David Hannaby, product manager vision and measurement, SICK (UK), looks into the milestones in vision technology and how the technology is vital for maintaining quality in the food industry
Today, inspection technology is a vital part of quality control in food processing and packaging, and developments in camera system performance have opened up new information potential. For most engineers, however, this potential has only recently been realised in the factory environment due to such factors as the usability of the technology, its robustness and the applicability of the operating software.
While 2D vision, with simple dimensional and positional data, enabled a degree of quality control and product picking a few years ago, the market has since progressed through ever more powerful variants of 3D vision technology.
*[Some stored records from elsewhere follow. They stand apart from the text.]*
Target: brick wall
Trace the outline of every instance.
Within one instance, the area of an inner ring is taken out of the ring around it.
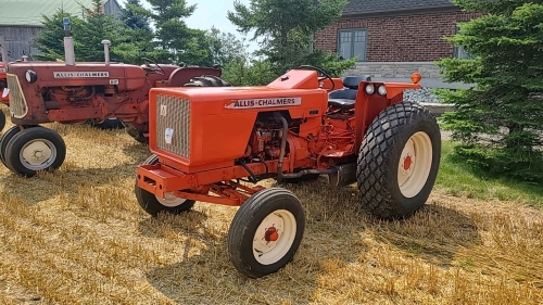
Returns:
[[[454,48],[443,37],[454,35],[456,23],[477,16],[479,14],[457,11],[342,18],[316,34],[315,47],[337,52],[339,29],[366,28],[368,62],[435,61],[453,56]]]

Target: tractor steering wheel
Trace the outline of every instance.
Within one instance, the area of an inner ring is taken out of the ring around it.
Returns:
[[[152,72],[160,74],[160,75],[166,75],[166,72],[155,62],[151,61],[150,59],[142,58],[143,64],[148,66]],[[156,67],[152,67],[151,64],[155,65]]]
[[[330,79],[330,82],[332,84],[332,88],[328,89],[328,91],[333,91],[333,89],[336,88],[336,84],[333,84],[333,78],[323,68],[312,66],[312,65],[301,65],[299,68],[313,69],[313,71],[316,71],[317,73],[320,73],[321,75],[324,75],[324,77],[320,77],[317,79],[319,82],[325,80],[325,79]]]

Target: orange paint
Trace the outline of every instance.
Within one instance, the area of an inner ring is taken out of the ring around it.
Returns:
[[[371,120],[401,102],[403,90],[421,88],[411,82],[375,82],[376,88],[387,87],[387,96],[368,96],[364,91],[368,81],[362,81],[354,104],[340,110],[329,105],[325,87],[331,81],[324,82],[319,88],[314,71],[293,69],[260,87],[151,89],[149,148],[159,155],[159,164],[137,168],[138,186],[159,196],[174,192],[186,199],[240,205],[262,187],[242,187],[236,185],[237,179],[328,170],[356,162]],[[276,114],[288,123],[280,168],[285,130]]]
[[[411,165],[412,165],[412,158],[411,155],[408,155],[404,158],[404,169],[405,170],[409,169]]]
[[[4,104],[9,104],[10,103],[10,96],[8,94],[7,97],[2,97],[2,93],[3,93],[3,88],[8,88],[8,81],[7,81],[7,73],[5,73],[5,65],[4,63],[0,62],[0,102],[4,103]]]

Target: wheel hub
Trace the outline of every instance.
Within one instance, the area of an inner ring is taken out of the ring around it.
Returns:
[[[50,141],[41,139],[30,141],[21,151],[22,161],[26,162],[27,167],[35,169],[42,169],[42,167],[50,166],[55,155],[54,145]]]
[[[432,143],[422,131],[413,135],[400,155],[397,185],[406,198],[415,196],[425,186],[432,163]]]
[[[42,150],[35,150],[33,153],[33,157],[35,160],[41,161],[43,158],[43,151]]]
[[[408,174],[411,169],[413,168],[412,166],[415,164],[415,156],[412,156],[409,154],[405,155],[403,158],[403,169],[404,174]]]
[[[264,233],[264,239],[267,242],[277,241],[279,239],[279,232],[275,227],[269,227],[266,229],[266,232]]]
[[[274,249],[280,243],[281,234],[285,230],[285,220],[280,214],[269,214],[258,226],[253,239],[253,249],[257,256],[273,253]]]

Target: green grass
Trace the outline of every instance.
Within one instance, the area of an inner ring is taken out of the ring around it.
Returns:
[[[515,201],[543,207],[543,188],[535,183],[493,178],[453,157],[454,143],[443,141],[435,186],[455,196]]]

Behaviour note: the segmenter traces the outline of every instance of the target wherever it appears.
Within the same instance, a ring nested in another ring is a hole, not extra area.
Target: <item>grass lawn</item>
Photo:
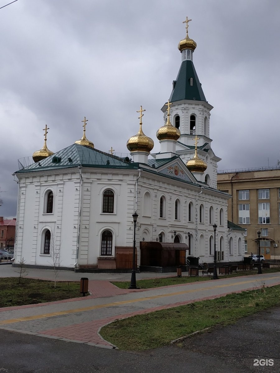
[[[272,273],[279,272],[279,267],[262,269],[263,273]],[[250,275],[256,275],[258,273],[258,270],[255,269],[248,271],[237,271],[237,273],[234,272],[232,275],[219,275],[220,278],[227,278],[230,277],[236,277],[239,276],[248,276]],[[139,280],[137,281],[137,286],[140,289],[150,289],[151,288],[159,288],[161,286],[167,286],[169,285],[178,285],[180,283],[187,283],[189,282],[195,282],[197,281],[206,281],[210,280],[213,277],[205,275],[198,277],[195,276],[189,276],[187,272],[183,273],[182,277],[167,277],[151,279],[149,280]],[[137,275],[136,275],[137,278]],[[115,281],[112,283],[121,289],[128,289],[130,283],[130,281]]]
[[[103,327],[100,333],[120,350],[147,350],[206,327],[233,323],[279,305],[280,285],[261,287],[115,321]]]
[[[80,297],[80,282],[56,282],[18,277],[0,278],[0,307],[44,303]]]

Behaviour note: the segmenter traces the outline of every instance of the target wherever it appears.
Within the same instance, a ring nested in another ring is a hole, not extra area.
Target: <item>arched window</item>
[[[178,200],[175,201],[175,220],[179,220],[180,219],[180,203]]]
[[[220,225],[224,225],[224,211],[223,209],[220,210]]]
[[[178,129],[180,128],[180,117],[178,115],[176,115],[174,120],[175,127]]]
[[[195,116],[193,115],[191,115],[190,117],[190,135],[195,135]]]
[[[241,254],[241,239],[239,237],[238,239],[238,255]]]
[[[210,255],[214,254],[214,244],[213,236],[210,236],[209,239],[209,254]]]
[[[204,209],[203,205],[199,206],[199,223],[203,223],[204,222]]]
[[[206,117],[204,118],[204,135],[207,135],[207,118]]]
[[[45,232],[44,239],[44,254],[49,254],[50,248],[50,232],[47,229]]]
[[[101,255],[112,255],[113,235],[110,231],[104,231],[101,238]]]
[[[102,212],[112,214],[114,212],[114,193],[109,189],[103,193],[103,209]]]
[[[144,195],[144,209],[143,215],[144,216],[151,216],[151,195],[149,192],[146,192]]]
[[[53,193],[50,191],[47,194],[47,200],[46,205],[46,214],[52,214],[53,207]]]
[[[209,209],[209,224],[212,224],[213,222],[213,207],[212,206],[210,206],[210,208]]]
[[[193,221],[193,205],[192,202],[189,204],[189,221]]]
[[[232,237],[231,237],[230,238],[230,255],[232,255],[233,254],[233,240],[232,239]]]
[[[159,217],[165,217],[165,201],[164,197],[161,197],[159,200]]]
[[[220,238],[220,251],[224,251],[224,238],[221,237]]]

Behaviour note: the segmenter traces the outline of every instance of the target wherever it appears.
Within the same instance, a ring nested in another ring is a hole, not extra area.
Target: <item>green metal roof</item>
[[[190,85],[191,78],[193,78],[192,85]],[[192,61],[183,61],[174,84],[175,87],[173,87],[169,99],[170,102],[175,102],[182,100],[206,101]]]
[[[234,223],[230,222],[229,220],[227,221],[227,228],[228,229],[233,229],[234,231],[242,231],[242,232],[245,232],[246,230],[242,227],[240,227],[237,224],[235,224]]]
[[[137,168],[137,164],[89,147],[74,144],[17,171],[17,173],[57,169],[82,166],[88,167]]]

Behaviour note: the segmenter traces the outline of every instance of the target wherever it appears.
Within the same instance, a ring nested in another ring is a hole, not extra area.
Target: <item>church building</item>
[[[151,153],[154,141],[144,134],[142,106],[138,132],[124,139],[131,158],[96,149],[86,137],[85,117],[81,139],[53,153],[46,126],[34,163],[15,174],[16,265],[24,258],[38,267],[55,260],[75,270],[131,269],[134,230],[140,269],[184,265],[187,256],[212,263],[214,244],[220,262],[243,259],[245,230],[228,222],[231,197],[217,187],[221,159],[211,147],[213,107],[193,62],[196,44],[188,35],[190,20],[184,22],[181,63],[161,109],[163,125],[155,129],[159,153]]]

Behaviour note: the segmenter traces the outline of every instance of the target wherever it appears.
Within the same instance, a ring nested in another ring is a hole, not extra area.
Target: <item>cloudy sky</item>
[[[0,0],[0,7],[9,0]],[[143,129],[155,134],[181,64],[185,36],[214,106],[210,137],[219,169],[280,159],[280,2],[275,0],[18,0],[0,9],[0,215],[15,217],[18,160],[87,138],[127,153]]]

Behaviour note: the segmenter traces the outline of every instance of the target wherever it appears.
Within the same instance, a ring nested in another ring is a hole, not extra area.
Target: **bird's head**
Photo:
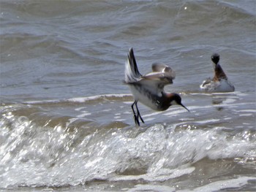
[[[211,55],[211,58],[212,62],[217,65],[219,61],[219,55],[218,53],[214,53]]]

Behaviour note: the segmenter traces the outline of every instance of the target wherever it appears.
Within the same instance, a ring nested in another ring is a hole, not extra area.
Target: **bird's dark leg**
[[[141,120],[142,123],[144,123],[144,120],[143,120],[143,119],[141,118],[141,115],[140,115],[139,109],[138,108],[137,102],[135,103],[135,106],[136,106],[136,109],[137,109],[137,118],[138,118],[138,120],[139,118],[140,118],[140,119]]]
[[[134,101],[133,104],[132,104],[132,112],[133,112],[133,118],[135,119],[135,124],[138,125],[138,126],[140,126],[138,115],[136,115],[136,112],[135,112],[135,110],[133,108],[134,104],[135,104],[135,106],[136,106],[137,112],[138,112],[137,101]]]

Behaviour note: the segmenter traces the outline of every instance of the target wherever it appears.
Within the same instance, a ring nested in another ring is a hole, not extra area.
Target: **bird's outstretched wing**
[[[137,63],[132,48],[130,48],[128,53],[128,59],[125,64],[124,77],[125,82],[131,83],[137,82],[142,77],[138,69]]]
[[[154,64],[153,72],[143,75],[138,82],[157,94],[161,93],[165,85],[173,84],[175,72],[168,66],[162,64]]]

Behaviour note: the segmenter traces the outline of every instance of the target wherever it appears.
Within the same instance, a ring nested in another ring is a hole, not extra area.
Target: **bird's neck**
[[[214,67],[215,75],[214,77],[214,81],[219,81],[220,80],[227,80],[227,77],[222,70],[222,68],[219,64],[215,65]]]

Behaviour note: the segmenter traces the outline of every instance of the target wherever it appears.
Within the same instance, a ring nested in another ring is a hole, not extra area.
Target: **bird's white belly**
[[[232,92],[235,91],[234,86],[226,80],[222,80],[220,81],[214,82],[211,81],[207,84],[204,84],[205,82],[200,85],[200,88],[204,89],[210,92]]]
[[[134,85],[129,85],[129,88],[135,100],[140,101],[154,110],[159,110],[158,104],[159,101],[155,99],[152,99],[152,96],[149,93],[148,91],[143,89],[140,86],[135,87]]]

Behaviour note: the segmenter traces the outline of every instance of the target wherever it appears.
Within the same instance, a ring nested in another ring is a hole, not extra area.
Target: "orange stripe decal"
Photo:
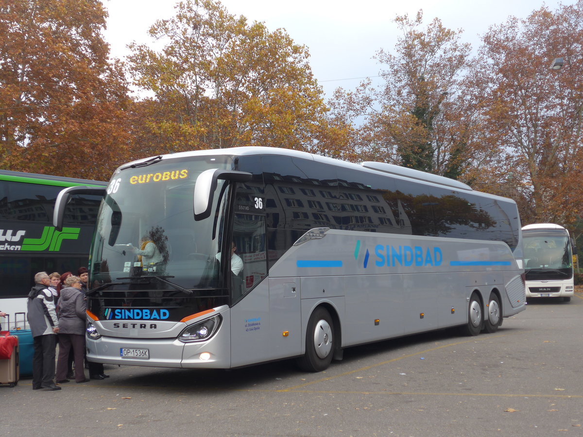
[[[188,322],[189,320],[192,320],[192,319],[196,319],[197,317],[203,316],[205,314],[208,314],[209,313],[213,312],[214,311],[215,311],[214,309],[207,309],[206,311],[201,311],[201,312],[197,312],[196,314],[192,314],[189,316],[187,316],[180,321]]]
But the move from 2D to 3D was often marred by difficulties in hardware set up, as well as complex software configuration and its integration with SCADA. The need for separate lighting equipment and multiple cameras compounded the software difficulties, compromising the required quality and consistency.
The next generation of single unit 3D vision cameras featured integrated lighting. This narrow beam laser scanning added a 3D profile to be integrated with the 2D shape and size, resulting in more parameters for quality assessment.
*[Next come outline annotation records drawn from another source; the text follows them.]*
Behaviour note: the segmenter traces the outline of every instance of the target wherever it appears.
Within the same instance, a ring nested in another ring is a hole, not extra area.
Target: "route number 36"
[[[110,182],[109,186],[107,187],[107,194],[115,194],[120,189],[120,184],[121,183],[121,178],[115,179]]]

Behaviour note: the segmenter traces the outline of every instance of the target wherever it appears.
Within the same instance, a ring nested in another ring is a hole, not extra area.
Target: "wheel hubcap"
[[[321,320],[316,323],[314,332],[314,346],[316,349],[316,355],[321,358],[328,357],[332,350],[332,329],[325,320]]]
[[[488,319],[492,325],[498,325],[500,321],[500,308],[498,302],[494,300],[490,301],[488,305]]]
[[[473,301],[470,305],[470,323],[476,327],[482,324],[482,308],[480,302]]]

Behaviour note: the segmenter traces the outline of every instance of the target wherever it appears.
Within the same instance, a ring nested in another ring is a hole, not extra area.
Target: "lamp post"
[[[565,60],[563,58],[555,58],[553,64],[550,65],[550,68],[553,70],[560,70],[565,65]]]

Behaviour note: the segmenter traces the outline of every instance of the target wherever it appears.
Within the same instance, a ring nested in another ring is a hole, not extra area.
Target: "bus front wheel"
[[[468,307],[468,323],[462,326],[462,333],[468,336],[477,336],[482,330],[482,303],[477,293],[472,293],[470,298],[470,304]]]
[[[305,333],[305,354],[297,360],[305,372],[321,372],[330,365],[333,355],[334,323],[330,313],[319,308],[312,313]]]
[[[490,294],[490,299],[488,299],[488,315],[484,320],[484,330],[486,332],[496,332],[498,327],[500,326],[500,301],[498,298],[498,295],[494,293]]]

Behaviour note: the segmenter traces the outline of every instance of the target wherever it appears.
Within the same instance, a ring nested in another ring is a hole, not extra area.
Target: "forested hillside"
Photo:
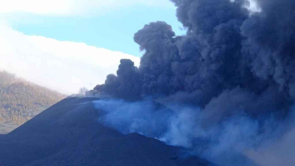
[[[5,126],[21,125],[65,97],[0,71],[0,134],[11,130]]]

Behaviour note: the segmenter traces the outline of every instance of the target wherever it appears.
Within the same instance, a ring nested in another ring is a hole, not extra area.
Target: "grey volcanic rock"
[[[214,165],[182,148],[100,124],[95,97],[66,99],[6,136],[0,135],[0,165]]]

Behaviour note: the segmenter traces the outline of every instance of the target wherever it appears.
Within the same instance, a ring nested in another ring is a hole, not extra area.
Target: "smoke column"
[[[295,99],[295,1],[256,0],[259,10],[254,12],[249,9],[247,0],[171,1],[177,7],[178,20],[187,29],[186,35],[176,36],[164,22],[145,25],[134,38],[145,51],[139,67],[130,60],[121,60],[117,75],[108,75],[104,84],[87,93],[121,99],[125,101],[114,102],[124,105],[134,103],[136,108],[150,108],[140,113],[125,111],[138,123],[154,123],[135,130],[137,123],[128,122],[126,126],[135,126],[129,132],[194,147],[195,151],[198,139],[209,140],[203,154],[222,165],[235,165],[206,154],[235,154],[231,151],[234,147],[242,151],[254,148],[269,137],[284,135],[287,131],[281,129],[291,125],[286,122],[293,117]],[[185,106],[172,109],[176,113],[156,111],[167,113],[157,116],[152,105],[140,101],[146,97],[167,105]],[[120,115],[119,111],[109,112],[105,123],[113,121],[108,120],[111,115]],[[151,117],[154,121],[145,121]],[[180,130],[192,133],[179,133],[185,140],[175,140],[176,134],[169,137],[175,134],[173,124],[178,121],[182,122],[181,126],[187,125]],[[165,128],[155,127],[167,121],[173,122],[165,123]]]

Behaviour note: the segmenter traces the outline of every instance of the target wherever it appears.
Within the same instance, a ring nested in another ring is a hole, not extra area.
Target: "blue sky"
[[[98,47],[141,56],[133,34],[147,23],[158,20],[171,25],[178,35],[185,33],[175,16],[172,3],[167,6],[135,4],[93,15],[8,15],[12,28],[29,35],[85,43]]]
[[[9,0],[0,5],[0,70],[70,94],[139,65],[135,33],[162,21],[185,33],[168,0]]]

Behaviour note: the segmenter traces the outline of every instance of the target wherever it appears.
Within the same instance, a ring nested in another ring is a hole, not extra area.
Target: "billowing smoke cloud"
[[[193,104],[209,117],[217,109],[217,121],[237,106],[254,115],[289,111],[295,97],[295,3],[258,1],[260,11],[250,14],[246,0],[172,1],[186,35],[176,36],[165,22],[146,25],[134,37],[145,51],[139,68],[122,60],[117,76],[92,92]]]
[[[198,108],[148,121],[157,126],[162,126],[157,123],[161,121],[173,121],[178,127],[184,125],[179,131],[191,133],[180,133],[184,139],[178,140],[171,136],[176,133],[173,125],[166,124],[168,129],[160,133],[167,135],[155,136],[168,143],[195,147],[197,138],[205,136],[205,140],[218,143],[211,147],[222,153],[236,150],[237,145],[254,147],[273,136],[270,133],[278,131],[277,126],[288,126],[281,122],[295,99],[295,1],[257,0],[259,10],[253,12],[247,0],[171,1],[186,35],[176,36],[164,22],[146,25],[134,37],[145,51],[139,67],[121,60],[117,76],[109,75],[104,84],[88,93],[133,101],[148,97],[166,105]],[[137,107],[149,105],[145,104]],[[152,111],[136,113],[138,123],[150,119],[145,117]],[[117,112],[106,118],[119,115]],[[137,127],[135,124],[127,126]],[[145,125],[139,131],[149,135],[147,129],[154,127]]]

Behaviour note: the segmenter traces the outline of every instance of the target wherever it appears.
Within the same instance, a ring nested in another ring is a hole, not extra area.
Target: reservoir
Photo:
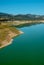
[[[44,24],[19,29],[24,33],[0,49],[0,65],[44,65]]]

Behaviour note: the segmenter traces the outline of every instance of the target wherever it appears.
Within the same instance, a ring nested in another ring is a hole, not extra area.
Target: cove
[[[0,49],[0,65],[44,65],[44,24],[19,29],[24,34]]]

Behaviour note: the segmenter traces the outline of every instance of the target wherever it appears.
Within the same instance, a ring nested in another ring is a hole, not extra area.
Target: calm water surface
[[[0,49],[0,65],[44,65],[44,24],[20,28],[24,34]]]

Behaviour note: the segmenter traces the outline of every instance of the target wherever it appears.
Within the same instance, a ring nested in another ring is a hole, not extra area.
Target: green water
[[[20,28],[24,34],[0,49],[0,65],[44,65],[44,24]]]

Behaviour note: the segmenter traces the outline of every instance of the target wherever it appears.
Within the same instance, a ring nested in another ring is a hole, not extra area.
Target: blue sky
[[[0,12],[44,15],[44,0],[0,0]]]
At the same time, the combination of intuitive set up and configuration, and more powerful software to process the digital image quickly, simplified operation. The speed and power of the image capture facilitated quality decision making which started to match conveyor and packaging line speeds. This meant that procedures such as portion and volume control, as well as out of specification item rejection, could be added to picking position and packing capabilities.
At the end of 2010, camera software development resulted in full 3D data capture, and full colour vision has added more quality information as the original step from 2D to 3D.
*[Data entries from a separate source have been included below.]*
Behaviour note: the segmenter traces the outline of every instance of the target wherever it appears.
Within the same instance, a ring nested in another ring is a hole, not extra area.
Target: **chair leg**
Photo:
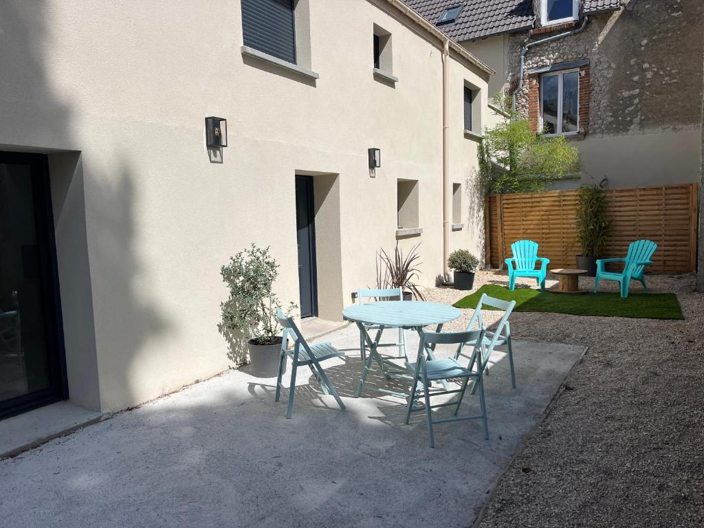
[[[457,413],[460,410],[460,406],[462,405],[462,399],[465,397],[465,391],[467,390],[467,384],[470,381],[468,377],[465,378],[465,381],[462,383],[462,392],[460,393],[459,398],[457,400],[457,407],[455,408],[455,416],[457,416]]]
[[[628,296],[628,287],[630,282],[627,277],[624,277],[621,279],[621,296],[623,298]]]
[[[410,421],[410,413],[413,409],[413,402],[415,401],[415,391],[418,386],[418,365],[416,365],[415,372],[413,374],[413,384],[410,387],[410,396],[408,397],[408,408],[406,412],[406,424],[408,425]]]
[[[276,379],[276,397],[274,401],[281,399],[281,378],[284,375],[284,362],[286,361],[286,353],[281,351],[281,358],[279,359],[279,376]]]
[[[482,407],[482,422],[484,427],[484,440],[489,440],[489,423],[486,420],[486,400],[484,394],[484,377],[479,372],[477,384],[479,386],[479,405]]]
[[[423,379],[423,396],[425,397],[425,413],[428,419],[428,435],[430,436],[430,447],[435,447],[433,436],[433,410],[430,408],[430,387],[427,379]]]
[[[511,336],[506,337],[506,348],[508,348],[508,366],[511,367],[511,386],[516,388],[516,372],[513,368],[513,348],[511,348]]]
[[[291,369],[291,386],[289,387],[289,408],[286,411],[286,417],[290,419],[291,415],[294,412],[294,394],[296,392],[296,370],[298,369],[298,365],[296,365],[296,361],[294,362],[294,366]]]
[[[320,372],[320,377],[322,378],[323,382],[327,385],[327,388],[330,390],[330,394],[332,394],[332,397],[335,398],[335,401],[337,402],[337,405],[340,406],[340,408],[344,410],[345,404],[342,403],[341,398],[340,398],[340,395],[337,394],[337,391],[335,389],[334,386],[330,383],[330,380],[327,379],[327,375],[325,374],[325,371],[322,370],[322,367],[318,365],[318,369]]]
[[[369,356],[367,356],[367,359],[364,362],[364,366],[362,367],[362,377],[359,379],[359,385],[357,386],[357,391],[354,394],[355,398],[359,398],[362,394],[362,389],[364,387],[364,384],[367,381],[367,373],[369,372],[369,369],[372,367],[372,350],[369,351]]]

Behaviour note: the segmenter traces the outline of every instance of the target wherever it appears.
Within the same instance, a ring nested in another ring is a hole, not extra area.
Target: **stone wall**
[[[592,15],[576,35],[529,51],[530,68],[589,58],[589,135],[644,134],[701,127],[704,2],[630,0],[619,11]],[[544,30],[544,28],[543,28]],[[543,32],[532,40],[545,38]],[[508,37],[507,86],[517,86],[526,34]],[[527,74],[517,108],[528,115]]]

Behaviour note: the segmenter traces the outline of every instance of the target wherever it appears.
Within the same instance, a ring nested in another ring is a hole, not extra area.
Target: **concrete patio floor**
[[[327,340],[353,348],[358,334]],[[431,449],[403,400],[353,398],[358,351],[326,364],[347,410],[301,370],[290,420],[275,381],[244,367],[0,460],[0,526],[469,526],[584,347],[514,351],[517,389],[502,354],[486,378],[489,441],[479,421],[444,424]]]

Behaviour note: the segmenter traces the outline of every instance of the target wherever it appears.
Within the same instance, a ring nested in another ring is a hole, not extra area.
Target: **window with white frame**
[[[579,0],[541,0],[543,25],[561,24],[579,18]]]
[[[546,135],[579,132],[579,71],[546,73],[540,78],[540,115]]]

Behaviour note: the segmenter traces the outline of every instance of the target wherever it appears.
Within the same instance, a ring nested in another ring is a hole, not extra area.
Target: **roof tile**
[[[611,0],[592,0],[592,1]],[[531,27],[532,0],[404,0],[430,23],[437,22],[446,8],[462,5],[457,20],[438,26],[453,40],[461,42],[498,33]]]

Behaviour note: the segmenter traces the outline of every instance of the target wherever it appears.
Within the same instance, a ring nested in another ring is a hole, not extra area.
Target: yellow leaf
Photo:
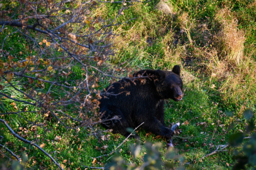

In addition to shape, size and surface irregularities, colour defects can now also be monitored. A line picking baked goods from a belt for packing, for example, is now able to offer control and feedback on the degree of cooking, within set shades. Other applications include detecting and monitoring colour changes in print and logos on packaging.
3D inspection with vision cameras has now started to become the market norm. This offers easy to set up and use software, complemented by full integration with typical factory SCADA systems and communications protocols. Increasingly wider acceptance of the value of 3D and colour, plus more equipment availability, will be the result. There will also be further software developments and the improvements should enable the plant engineer to integrate the technology more completely with factory distributed control systems. Furthermore, increasingly rapid feedback from the vision system to the production process will allow adjustment for ‘instant’ fault rectification at ever faster packaging line speeds.
The benefits offered by the new 3D vision systems are directly leading to food processing and packaging quality improvements and reduced wastage.
With the need to meet the highest quality in food and packaging, vision inspection aims to maintain consistency throughout each production shift. In fact it is now possible to match or improve on the human eye for quality, and exceed it for fatigue resistance and attention span.